Remembering Beckett

Beckett Remembering/Remembering Beckett, edited by James and Elizabeth Knowlson is a compilation of reminiscences by and about Samuel Beckett.

The collection covers his entire life, from childhood through years of obscurity, to his later triumphs. It includes recollections from friends, collaborators, students, actors and actresses who performed his plays and whom he directed. There are excerpts from critical essays, mainly by scholars who knew Beckett personally.

The Beckett that emerges from this volume is self-aware, self-effacing, a precisionist, a man haunted by death. 

For self-awareness: He admitted a debt to Joyce, but recognized that he and Joyce were completely different in their methods: “He was always adding . . . you only have to look at his proofs to see that. . . . my own way was in impoverishment, in lack of knowledge and in taking away, subtracting rather than adding.” Despite his admiration for Joyce, he realized that he was not aiming for the “epic, heroic” grandeur that Joyce hoped to achieve (47).

Beckett wrote for sound and feeling, not to portray action or character. And that was the best way to play his plays, Peter Woodthorpe found. After a performance of Godot, he rites, “I didn’t understand the play but I know that I felt how to do it. Its poetry spoke to me and its humour. And once I got it, I never lost it. I played it by instinct and feeling” (122).

Richard Seaver recalls working through an English translation of a story that Beckett originally wrote in French. At one point in the process, Seaver told Beckett that he was more important than Camus, to which Beckett replied, “No one’s interested in this . . . this rubbish. . . . Camus, why Camus is known even on the moon!” (106).

Ruby Cohn recalls an evening conversation with Beckett in 1968, over wine in a Paris cafe. Cohn asked whether Beckett had written anything new, to which he replied: “New? What could be new? Man is born – vagitus. Then he breathes for a few second, before the death rattle intervenes” (129).

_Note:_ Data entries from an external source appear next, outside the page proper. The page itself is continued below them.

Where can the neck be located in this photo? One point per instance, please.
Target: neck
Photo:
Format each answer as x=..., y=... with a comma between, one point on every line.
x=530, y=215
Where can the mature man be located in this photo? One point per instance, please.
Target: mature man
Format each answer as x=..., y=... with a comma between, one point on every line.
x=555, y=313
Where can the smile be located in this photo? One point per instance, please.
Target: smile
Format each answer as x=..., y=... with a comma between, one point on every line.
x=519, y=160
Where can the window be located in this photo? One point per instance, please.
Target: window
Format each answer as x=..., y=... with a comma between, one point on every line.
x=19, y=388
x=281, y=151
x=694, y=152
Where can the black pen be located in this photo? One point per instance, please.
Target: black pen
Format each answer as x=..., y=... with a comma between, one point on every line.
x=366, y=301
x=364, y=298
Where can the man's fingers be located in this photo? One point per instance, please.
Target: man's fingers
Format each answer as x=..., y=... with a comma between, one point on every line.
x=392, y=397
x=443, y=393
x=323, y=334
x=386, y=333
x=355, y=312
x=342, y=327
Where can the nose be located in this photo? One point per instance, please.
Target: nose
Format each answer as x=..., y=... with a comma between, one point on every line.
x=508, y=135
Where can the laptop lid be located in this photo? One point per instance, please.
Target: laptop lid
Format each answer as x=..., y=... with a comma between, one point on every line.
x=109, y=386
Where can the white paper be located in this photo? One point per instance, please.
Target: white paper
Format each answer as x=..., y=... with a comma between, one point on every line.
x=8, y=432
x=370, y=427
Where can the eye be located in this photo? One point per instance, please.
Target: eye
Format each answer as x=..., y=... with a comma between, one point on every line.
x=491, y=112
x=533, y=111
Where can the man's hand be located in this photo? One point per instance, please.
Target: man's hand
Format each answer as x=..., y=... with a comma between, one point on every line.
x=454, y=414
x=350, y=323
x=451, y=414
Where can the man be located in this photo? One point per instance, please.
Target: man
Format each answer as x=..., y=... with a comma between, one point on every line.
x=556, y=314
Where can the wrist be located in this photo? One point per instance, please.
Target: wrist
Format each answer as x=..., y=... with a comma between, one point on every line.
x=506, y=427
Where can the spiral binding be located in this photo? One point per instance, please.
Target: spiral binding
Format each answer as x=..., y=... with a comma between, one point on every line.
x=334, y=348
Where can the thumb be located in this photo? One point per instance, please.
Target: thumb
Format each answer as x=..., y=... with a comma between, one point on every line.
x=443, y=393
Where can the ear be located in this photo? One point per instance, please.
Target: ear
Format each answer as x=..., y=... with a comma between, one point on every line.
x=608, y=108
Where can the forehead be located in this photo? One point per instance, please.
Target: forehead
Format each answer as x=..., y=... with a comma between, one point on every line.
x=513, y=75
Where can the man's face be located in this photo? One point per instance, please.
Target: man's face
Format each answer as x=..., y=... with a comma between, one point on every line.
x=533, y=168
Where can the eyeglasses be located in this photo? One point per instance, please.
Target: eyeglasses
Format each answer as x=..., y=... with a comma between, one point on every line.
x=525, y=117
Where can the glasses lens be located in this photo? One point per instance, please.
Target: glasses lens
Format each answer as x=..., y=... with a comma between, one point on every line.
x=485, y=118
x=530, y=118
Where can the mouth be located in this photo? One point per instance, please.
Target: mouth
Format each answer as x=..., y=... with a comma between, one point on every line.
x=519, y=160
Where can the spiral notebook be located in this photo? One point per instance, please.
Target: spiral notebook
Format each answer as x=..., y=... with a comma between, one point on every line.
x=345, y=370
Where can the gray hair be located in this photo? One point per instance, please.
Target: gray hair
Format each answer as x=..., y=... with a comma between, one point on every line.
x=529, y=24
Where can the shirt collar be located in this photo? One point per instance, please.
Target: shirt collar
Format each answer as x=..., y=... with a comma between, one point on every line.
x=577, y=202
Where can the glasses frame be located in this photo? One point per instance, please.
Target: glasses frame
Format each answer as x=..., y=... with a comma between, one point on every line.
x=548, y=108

Lawrence Harvey captures how this death-haunted sensibility translated into a poetic method. Beckett aspired, he writes, to eliminate form so that being could show through: “He said that an ejaculation would perhaps be the most perfect expression of being” (133). Traditionally, art sought forms and marginalized or excluded any “aspects of being that there were no forms to fit.” Modernism offered something new, of the possibility of a formless artistic expression of being (134). Beckett didn’t think he had achieved it, but that was his aim. 

Harvey puts the problem in terms of the reconciliation of art, with its creative potency, and man, who is weak, abortive, le neant. The solution was to try to discover “a syntax of weakness,” a syntax that expressed the human condition – “une chose muette, dans en endroit dur – a mute thing in a hard place” (135).

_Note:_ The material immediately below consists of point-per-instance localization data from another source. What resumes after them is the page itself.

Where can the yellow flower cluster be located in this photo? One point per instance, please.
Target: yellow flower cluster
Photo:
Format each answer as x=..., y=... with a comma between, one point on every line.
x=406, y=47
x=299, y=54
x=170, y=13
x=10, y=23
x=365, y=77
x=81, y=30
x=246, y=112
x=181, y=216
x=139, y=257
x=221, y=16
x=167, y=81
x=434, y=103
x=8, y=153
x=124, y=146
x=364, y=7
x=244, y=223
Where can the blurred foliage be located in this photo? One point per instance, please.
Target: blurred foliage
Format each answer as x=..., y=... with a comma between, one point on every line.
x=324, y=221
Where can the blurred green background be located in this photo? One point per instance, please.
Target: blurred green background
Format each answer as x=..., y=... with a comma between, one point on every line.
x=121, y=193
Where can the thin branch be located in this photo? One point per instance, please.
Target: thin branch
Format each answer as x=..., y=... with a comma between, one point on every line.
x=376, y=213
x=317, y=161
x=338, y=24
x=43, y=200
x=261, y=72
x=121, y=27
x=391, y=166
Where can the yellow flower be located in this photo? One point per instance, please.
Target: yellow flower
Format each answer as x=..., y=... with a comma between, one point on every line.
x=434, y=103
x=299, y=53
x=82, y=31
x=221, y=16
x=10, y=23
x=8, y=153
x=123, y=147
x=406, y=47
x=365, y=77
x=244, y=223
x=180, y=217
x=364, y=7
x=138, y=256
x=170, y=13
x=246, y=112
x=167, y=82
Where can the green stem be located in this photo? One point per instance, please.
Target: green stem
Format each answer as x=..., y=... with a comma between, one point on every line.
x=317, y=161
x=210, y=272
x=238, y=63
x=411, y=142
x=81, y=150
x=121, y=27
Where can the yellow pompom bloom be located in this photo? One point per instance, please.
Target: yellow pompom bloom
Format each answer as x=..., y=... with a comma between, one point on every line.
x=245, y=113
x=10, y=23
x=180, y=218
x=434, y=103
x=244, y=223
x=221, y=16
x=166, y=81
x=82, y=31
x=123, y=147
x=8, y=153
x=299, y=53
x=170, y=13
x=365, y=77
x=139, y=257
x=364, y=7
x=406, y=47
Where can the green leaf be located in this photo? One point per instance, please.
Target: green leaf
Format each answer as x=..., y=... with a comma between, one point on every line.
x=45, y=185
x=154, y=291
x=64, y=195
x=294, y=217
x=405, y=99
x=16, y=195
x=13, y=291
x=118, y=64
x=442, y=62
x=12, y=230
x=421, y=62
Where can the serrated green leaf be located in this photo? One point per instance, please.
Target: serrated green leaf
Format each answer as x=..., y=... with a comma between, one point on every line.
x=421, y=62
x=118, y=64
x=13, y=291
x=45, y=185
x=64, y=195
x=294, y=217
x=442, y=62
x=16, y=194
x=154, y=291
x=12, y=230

Tom Stoppard thinks the subtractive method worked: “There’s stuff I’ve written I can’t bear to watch. They get rotten like fruit.” Beckett didn’t have this problem because there was no softness, no excess: “Beckett . . . redefined the minima of what theatre could be” (283).

No doubt. But this fascinating portrait of Beckett leaves one wondering if art can survive in a form nearly formless, almost mute.